Umm.. that’s.. worse? Maybe better, because it is shorter? OK again, maybe no special tokens this time, and raise the temperature. prompt:
If the message below is a complete thought that can be responded to without any external context respond YES, otherwise NO.
MESSAGE: That is fine, just pick one.
response:
YESyes<backpage
Closer, but also incorrect, and still not stopping where I want it. This goes on for about an hour, adjusting the prompt and the settings. I finally get to this:
Determine if this message is a complete statement that requires no external context, respond only with 'yes', otherwise respond only with 'no'.
MESSAGE: That is fine, just pick one.
response:
No
WOO! Now I run it 5 more times in a row.
No
, Yes
, YES
, YesNo
, Yes
At this point I start thinking about re-entering a career in the food service industry.
Just then Woodson walks into the office. He looks over my head (which is rested firmly forehead-planted on the desk while my fist bangs the keyboard) and scans the prompt terminal of my massive computer screen.

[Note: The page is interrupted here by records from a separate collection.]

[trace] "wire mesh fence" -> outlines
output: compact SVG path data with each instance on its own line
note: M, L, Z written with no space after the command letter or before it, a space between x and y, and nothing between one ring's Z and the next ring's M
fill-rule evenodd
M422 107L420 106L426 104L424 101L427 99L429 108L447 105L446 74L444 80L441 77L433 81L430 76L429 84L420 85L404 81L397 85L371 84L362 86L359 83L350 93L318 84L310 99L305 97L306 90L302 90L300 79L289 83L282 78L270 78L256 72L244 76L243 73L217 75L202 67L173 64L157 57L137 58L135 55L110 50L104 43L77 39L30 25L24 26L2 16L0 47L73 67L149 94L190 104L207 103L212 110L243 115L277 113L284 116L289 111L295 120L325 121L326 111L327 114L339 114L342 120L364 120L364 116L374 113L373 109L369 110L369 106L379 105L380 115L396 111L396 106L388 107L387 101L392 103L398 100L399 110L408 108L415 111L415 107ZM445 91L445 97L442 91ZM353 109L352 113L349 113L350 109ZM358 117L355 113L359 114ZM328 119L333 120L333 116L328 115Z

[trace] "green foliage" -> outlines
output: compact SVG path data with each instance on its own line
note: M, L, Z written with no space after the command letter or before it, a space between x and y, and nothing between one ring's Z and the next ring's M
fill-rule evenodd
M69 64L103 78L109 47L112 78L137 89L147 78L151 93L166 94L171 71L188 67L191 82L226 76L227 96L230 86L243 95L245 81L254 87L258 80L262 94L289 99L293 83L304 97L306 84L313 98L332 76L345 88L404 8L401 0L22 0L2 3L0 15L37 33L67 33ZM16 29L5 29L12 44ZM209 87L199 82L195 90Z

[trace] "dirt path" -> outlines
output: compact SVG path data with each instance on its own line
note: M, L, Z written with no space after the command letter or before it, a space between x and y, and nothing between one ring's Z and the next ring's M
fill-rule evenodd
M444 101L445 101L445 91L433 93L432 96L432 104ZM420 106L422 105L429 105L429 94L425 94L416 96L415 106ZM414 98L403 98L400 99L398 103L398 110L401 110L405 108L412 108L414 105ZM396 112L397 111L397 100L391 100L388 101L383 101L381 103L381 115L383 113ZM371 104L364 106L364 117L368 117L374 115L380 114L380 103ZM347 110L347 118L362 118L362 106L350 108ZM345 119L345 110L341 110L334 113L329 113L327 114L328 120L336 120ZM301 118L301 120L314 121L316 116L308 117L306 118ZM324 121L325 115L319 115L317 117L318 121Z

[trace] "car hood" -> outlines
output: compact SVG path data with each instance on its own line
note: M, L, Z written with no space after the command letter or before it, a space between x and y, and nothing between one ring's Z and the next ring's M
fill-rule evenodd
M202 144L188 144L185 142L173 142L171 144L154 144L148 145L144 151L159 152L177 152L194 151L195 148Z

“Where’s the temp set to? OK drop that to point one. Invert the question to ask if the message requires external context, add a second sentence with yes or no, lowercase, get rid of that period, and …(pauses to slurp iced tea)… make the word message lowercase, get rid of the space in front of the colon. Run it.”
prompt
Does this message require external context for you to respond? Answer yes or no
message:That is fine, just pick one.
responses (x5)
Yes
, Yes
, Yes
, Yes
, Yes
(this is correct, remember we inverted it)
“How did you do that?!?”
“Wish I could tell you man. I just did.”
He went on to talk about a need to consider narrowing the conversational focus, sounding more like Maharishi Mahesh Yogi explaining the mechanics of transcendental meditation than a Software Engineer talking compiler bugs. I retained as much of what was said as you read above.
This is a new sport. This kind of practice requires a different kind of thinking, and I am not entirely convinced it can be effectively translated through teaching. Maybe it will be like music; most of us can take tuba lessons and be part of the middle school band, but few will ever be good enough to play music professionally at any level - not just the proverbial (and in this case, actual) rock stars, but even so much as to cover the bills of a modest lifestyle. To be able to craft text that effectively coaxes gold from language model mire is, at the moment, a bit of an art form. There are likely people all over the globe that have never considered an interest in programming or computer science, but are naturally exceptionally gifted at this new dark art. There are people working a New Jersey gas pump, or pulling lobster pots from a bay in Maine, or entering medical claims in an office in Tulsa, that would look at the same block of text and say “yeah just invert the question, and that word needs to be lower case” like it was placing the last piece in a jigsaw puzzle. Wilt Chamberlain was a bellhop when the world of professional basketball first discovered him.
I guess it is all relative; to some developers, SQL is database incantation, or JavaScript is a world of broken promises (pun intended). I personally believe that wood framing, electrical work, and plumbing are logical skills that can be learned, shared, and practiced, whereas any task involving drywall or spackle requires a pact with the devil to produce a half-way decent looking outcome.